SYAMASUNDAR: Berkeley soutient que nos rêves sont imparfaits; mais en ouvrant les yeux, nous voyons que tout est parfait. Il doit donc exister une personne parfaite, dont les rêves seraient parfaits.

SRILA PRABHUPADA: Mais quand on ouvre les yeux sur cette perfection, c’est aussi un rêve. Or, le rêve de l’être parfait s’avère lui-même parfait. C’est absolu. À moins d’accepter l’Absolu, comment pourrait-on dire que Son rêve serait parfait ? Le rêve de l’Absolu se révèle également parfait.

SYAMASUNDAR: Berkeley soutient aussi une doctrine d’arbitraire divin. La volonté de Dieu étant arbitraire, on ne saurait prédire ce qui adviendra.

SRILA PRABHUPADA: Exactement. Aussi le Vaishnava dit-il : « Si Krishna le veut, je ferai ceci. » Il ne dira jamais : « Je ferai ceci. » Si Krishna le désire, un projet se réalisera. Le Vaishnava se considère toujours impuissant sans Dieu. Nous demeurons toujours, quant à nous, incapables.

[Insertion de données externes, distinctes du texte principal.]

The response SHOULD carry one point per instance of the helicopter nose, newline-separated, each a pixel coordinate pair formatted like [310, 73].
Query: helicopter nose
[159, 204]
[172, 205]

SYAMASUNDAR: Berkeley affirme que l’expérience que nous aurons accumulée discernera l’activité ou volonté constante de Dieu, et qu’en faisant l’expérience de la Nature, nous pourrons comprendre que la volonté divine est constante. En d’autres mots, nous pouvons comprendre les habitudes de Dieu en observant les lois de la Nature.

SRILA PRABHUPADA: En effet. Krishna dit dans la Bhagavad-Gîtâ (9:10) que la Nature opère sous Sa direction. La Nature n’est pas aveugle mais parfaite, car elle agit sous la direction de Dieu.

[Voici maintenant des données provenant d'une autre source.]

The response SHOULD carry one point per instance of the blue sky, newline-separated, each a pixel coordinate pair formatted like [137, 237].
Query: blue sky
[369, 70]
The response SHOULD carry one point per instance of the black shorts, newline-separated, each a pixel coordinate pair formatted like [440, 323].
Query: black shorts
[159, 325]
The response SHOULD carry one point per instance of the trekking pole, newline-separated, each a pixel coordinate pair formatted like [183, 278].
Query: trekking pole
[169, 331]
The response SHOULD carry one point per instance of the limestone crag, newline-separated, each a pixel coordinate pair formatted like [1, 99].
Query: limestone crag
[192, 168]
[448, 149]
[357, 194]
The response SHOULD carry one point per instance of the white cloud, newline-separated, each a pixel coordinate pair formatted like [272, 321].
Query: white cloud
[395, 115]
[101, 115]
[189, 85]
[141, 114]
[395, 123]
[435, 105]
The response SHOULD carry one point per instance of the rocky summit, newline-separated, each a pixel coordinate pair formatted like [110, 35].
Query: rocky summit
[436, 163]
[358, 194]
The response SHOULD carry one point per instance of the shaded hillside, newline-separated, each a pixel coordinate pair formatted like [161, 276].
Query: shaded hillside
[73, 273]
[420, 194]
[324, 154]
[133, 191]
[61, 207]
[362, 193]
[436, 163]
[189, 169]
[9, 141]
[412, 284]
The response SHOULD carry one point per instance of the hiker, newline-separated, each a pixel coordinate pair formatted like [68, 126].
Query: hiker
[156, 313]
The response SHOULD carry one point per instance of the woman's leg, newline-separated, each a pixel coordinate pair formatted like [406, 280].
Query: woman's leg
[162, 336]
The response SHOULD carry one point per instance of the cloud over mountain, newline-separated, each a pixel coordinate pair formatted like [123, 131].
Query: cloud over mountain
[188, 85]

SYAMASUNDAR: Berkeley déclare également qu’il n’y a pas de relation de cause à effet nécessaire, mais plutôt que les choses se succèdent de façon séquentielle dans le temps.

SRILA PRABHUPADA: En l’absence d’une cause, pourquoi dire que cause et effet se succèdent de façon séquentielle ? Voilà des propos contradictoires. Krishna incarne la cause suprême, la cause première de toutes les causes. Dans ce sens, on ne saurait dire qu’il n’existe pas de cause. La cause ultime est le Suprême, et aux yeux de Krishna, il n’existe aucune différence entre cause et effet. Étant la cause suprême, Il agit sur tout. Dans l’absolu, il n’existe aucune différence entre cause et effet.

SYAMASUNDAR: À titre d’exemple, Berkeley dirait qu’une pierre ne fera pas forcément une grande gerbe en tombant dans l’eau, mais qu’il s’ensuit normalement de façon séquentielle qu’elle le fasse.

SRILA PRABHUPADA: Mais nous disons que si Dieu ne veut pas que cela arrive, il n’en sera rien. Tout dépend de la volonté suprême. Il n’est ni nécessaire ni obligatoire que la pierre fasse une grande gerbe d’eau. Si Dieu le veut, elle flottera tout simplement. Nous admettons que la volonté divine agit sur tout. Le mieux à faire pour nous serait de dépendre entièrement de Sa volonté.